When the thermometer hit bottom the horses had to be double-blanketed while pine trees snapped like rifle shots. Snow depths varied between three to five feet and sometimes the horses had to be walked all night to keep from freezing. When the snow reached four feet deep, they had to break trail with a team dragging doubletrees, since each sleigh carried nearly two tons of supplies. Earl and the other freighters slept in blankets under a fly with a fire in front for warmth and if the wind switched direction, they were choked out with smoke. To add to their misery, the supply owner had underestimated the amount of food needed and several times they nearly ran out of provisions. To supplement their food they hunted whatever they could find.

Claire Buck sporting a pistol on her hip, beaded vest and studded cuffs. Notice her fancy bridle and soft lariat. Photo courtesy Daryl Drew.
Claire Buck sporting a pistol on her hip, beaded vest and studded cuffs. Notice her fancy bridle and soft lariat. Photo courtesy Daryl Drew.

Earl remembered a strange occurrence on a really cold night that trip. One of the freighters had a dog that was usually quiet, but on that particular evening he began to howl for no apparent reason. Two days later news came to the camp that the dog owner’s father had been killed in an accident back at the Fort, just about the time the dog had started to howl. More than cold weather could give you the shivers in that country.

Shoveling through four feet of snow and ice on the trail was common. If they dug down 10 feet without striking solid ground they packed the snow instead. One of the major problems of sleigh freighting was the build-up of snow crust that could cut the horses’ legs. A cross-cut saw was used to slice the crust into blocks so the trail could be shoveled out.
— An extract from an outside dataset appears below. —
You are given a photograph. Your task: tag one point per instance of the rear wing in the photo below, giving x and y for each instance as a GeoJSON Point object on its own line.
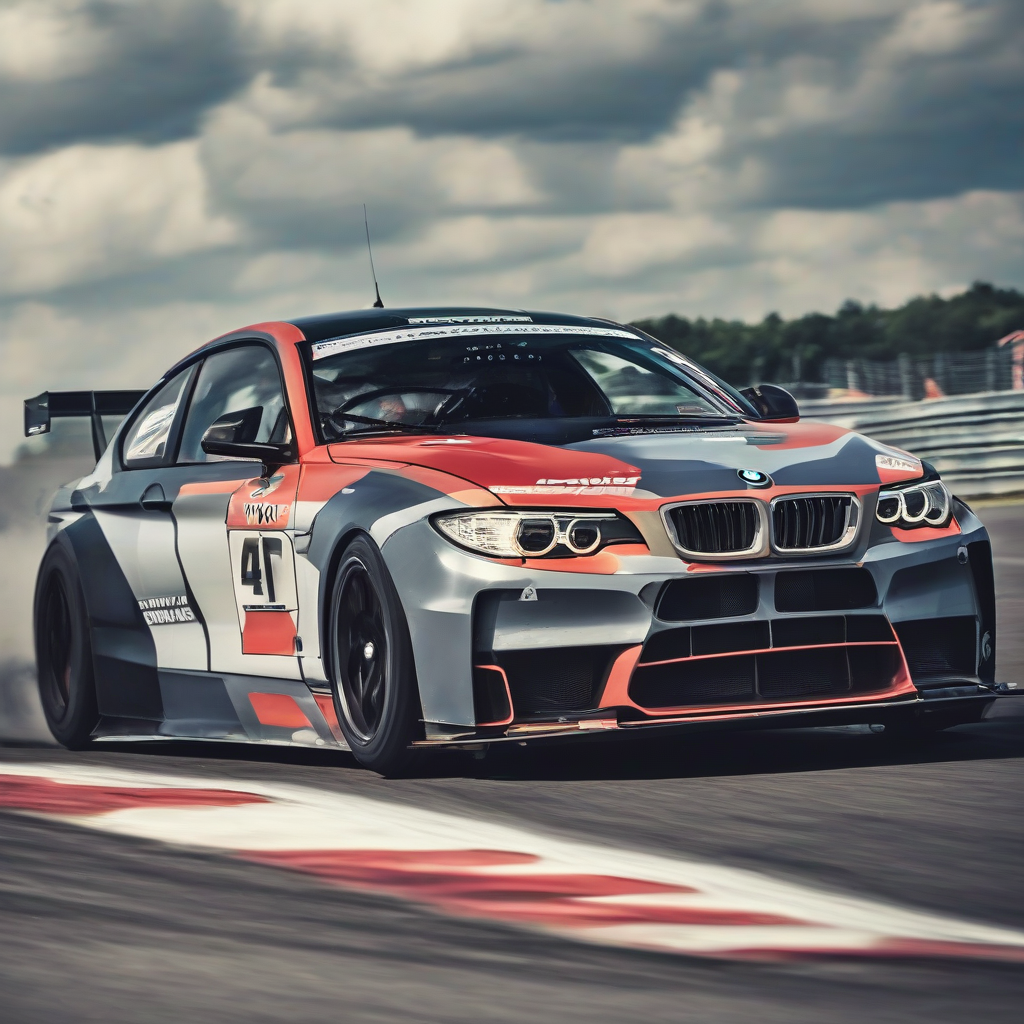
{"type": "Point", "coordinates": [94, 404]}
When the horse grain ran out at -30° F, Earl waded across a creek and snowshoed a day to retrieve oats from a feed cache. Arriving back in camp, he found the entire crew was snow blind.

On another trip into Manson Creek, Earl met a lost miner walking out over Baldy Mountain who would have died if he had not been picked up and cared for. Earl also met a group coming from Slate Creek Mine; after two weeks on the trail they were out of supplies and nearly frozen to death, so Earl transported them all out to the Fort.
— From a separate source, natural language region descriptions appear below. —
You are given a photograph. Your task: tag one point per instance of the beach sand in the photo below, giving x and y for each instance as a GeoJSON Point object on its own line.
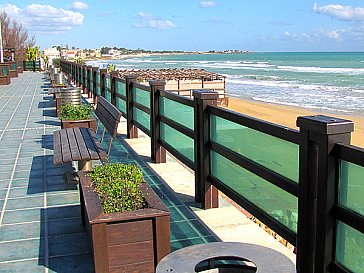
{"type": "Point", "coordinates": [287, 116]}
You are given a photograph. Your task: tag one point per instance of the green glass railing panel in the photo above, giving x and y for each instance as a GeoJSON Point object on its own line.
{"type": "Point", "coordinates": [98, 90]}
{"type": "Point", "coordinates": [120, 88]}
{"type": "Point", "coordinates": [121, 105]}
{"type": "Point", "coordinates": [141, 117]}
{"type": "Point", "coordinates": [108, 96]}
{"type": "Point", "coordinates": [107, 81]}
{"type": "Point", "coordinates": [350, 248]}
{"type": "Point", "coordinates": [351, 186]}
{"type": "Point", "coordinates": [276, 202]}
{"type": "Point", "coordinates": [178, 112]}
{"type": "Point", "coordinates": [271, 152]}
{"type": "Point", "coordinates": [180, 142]}
{"type": "Point", "coordinates": [141, 96]}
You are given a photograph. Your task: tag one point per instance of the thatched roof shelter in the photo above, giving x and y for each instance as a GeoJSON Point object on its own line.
{"type": "Point", "coordinates": [183, 80]}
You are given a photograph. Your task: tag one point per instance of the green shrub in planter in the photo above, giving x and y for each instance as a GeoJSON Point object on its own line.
{"type": "Point", "coordinates": [117, 186]}
{"type": "Point", "coordinates": [75, 112]}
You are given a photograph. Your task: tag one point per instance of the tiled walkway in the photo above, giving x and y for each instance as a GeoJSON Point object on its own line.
{"type": "Point", "coordinates": [40, 225]}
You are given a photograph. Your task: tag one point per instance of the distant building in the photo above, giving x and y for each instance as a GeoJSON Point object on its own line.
{"type": "Point", "coordinates": [52, 53]}
{"type": "Point", "coordinates": [70, 55]}
{"type": "Point", "coordinates": [96, 53]}
{"type": "Point", "coordinates": [114, 52]}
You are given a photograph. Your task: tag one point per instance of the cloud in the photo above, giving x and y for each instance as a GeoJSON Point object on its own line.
{"type": "Point", "coordinates": [147, 20]}
{"type": "Point", "coordinates": [79, 5]}
{"type": "Point", "coordinates": [217, 21]}
{"type": "Point", "coordinates": [207, 4]}
{"type": "Point", "coordinates": [44, 19]}
{"type": "Point", "coordinates": [337, 11]}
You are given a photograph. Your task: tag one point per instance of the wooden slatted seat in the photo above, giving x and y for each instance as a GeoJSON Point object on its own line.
{"type": "Point", "coordinates": [81, 144]}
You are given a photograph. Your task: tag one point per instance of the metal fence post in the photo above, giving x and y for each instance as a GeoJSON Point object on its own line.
{"type": "Point", "coordinates": [205, 193]}
{"type": "Point", "coordinates": [318, 190]}
{"type": "Point", "coordinates": [113, 75]}
{"type": "Point", "coordinates": [132, 130]}
{"type": "Point", "coordinates": [158, 153]}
During one record-breaking winter at their ranch, the Bucks endured six weeks of -40° F to -60° F and some cows froze their lungs. Earl’s daughter Sharon nearly froze to death when she was riding in the back of the wagon full of the orphaned calves. The calves all died but insulated her from the cold. On one cattle drive, the sky turned black as a storm hit and the thermometer plunged to -60° F. The Buck family, including a one-year-old baby, was forced to camp out without a tent.

Earl and Claire both loved the North Country but Earl said that ranching there was never easy. Wolves killed stock and were protected by the game department, rustlers always took their toll and some hunters couldn’t tell the difference between a moose and a Hereford. You had to know how to take care of trouble yourself. They travelled armed because the police were a long ways off. Even so, Earl and Claire kept on ranching until they passed away. He used to say, “We have to keep going because that’s all we know—horses, hay and cattle.”